Long and not super interesting story short, I was late getting to one of the locations. I arrived huffing and puffing. There was extra security on campus because Jesse Jackson was a big deal but the cops were still pretty chill (this was pre-9/11 and the age of paranoia). The town police had no idea who I was of course, the College ones knew me. I told one of them "I'm here to do sound, where are they?" He said "they're in the The Octagon, doing a press conference." I jogged over there and went in the front door.
The press conference was in what had been the Octagon's library. One part of the downstairs was home to "The Afro-American Department" (the sign had not changed since the 70s) but it was too small even for a press conference. The library was upstair and the steps to are spiral (octagonal) and very creaky. I knew if I went up them, even slowly, I'd make such a racket everyone would be staring at me as I entered. So I stood there and waited. Next thing I knew there was a very tall black man, standing over me with his hand out. I hurriedly shook it and "uuh nice to meet you Mr.
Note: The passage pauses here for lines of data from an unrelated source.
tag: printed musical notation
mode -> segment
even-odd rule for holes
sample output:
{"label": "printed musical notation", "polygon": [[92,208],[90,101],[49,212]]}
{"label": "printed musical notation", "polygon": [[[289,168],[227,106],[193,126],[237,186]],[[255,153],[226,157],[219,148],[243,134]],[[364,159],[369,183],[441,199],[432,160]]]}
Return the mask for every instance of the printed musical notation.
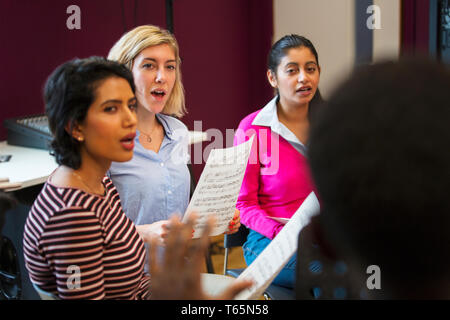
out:
{"label": "printed musical notation", "polygon": [[211,151],[183,218],[186,221],[192,212],[196,212],[194,238],[201,235],[210,215],[215,217],[212,236],[227,231],[234,216],[253,139],[254,136],[240,145]]}
{"label": "printed musical notation", "polygon": [[264,290],[297,252],[298,235],[320,211],[319,201],[311,192],[272,242],[260,253],[238,279],[253,281],[253,286],[241,292],[236,300],[258,299]]}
Jackson." The entire press gaggle and all the various dignitaries followed him down.
Once the scrum had cleared, I went over to Johnson Chapel and found my boss and his (full time) assistant working. He gave me the look of death. I quickly told him the above story and he was sufficiently amused that he didn't admonish me for being late. There was a group from Poland that was video taping the talk. They had one guy who spoke English. He asked me for an audio tap from our sound board. I said "Yeah, not problem. It's mic output only however." He said "I had better get our sound engineer." The engineer spoke no English, but I pointed at the output that said "mic" and he nodded. The English speaking Pole said to my boss "the universal language of sound engineers."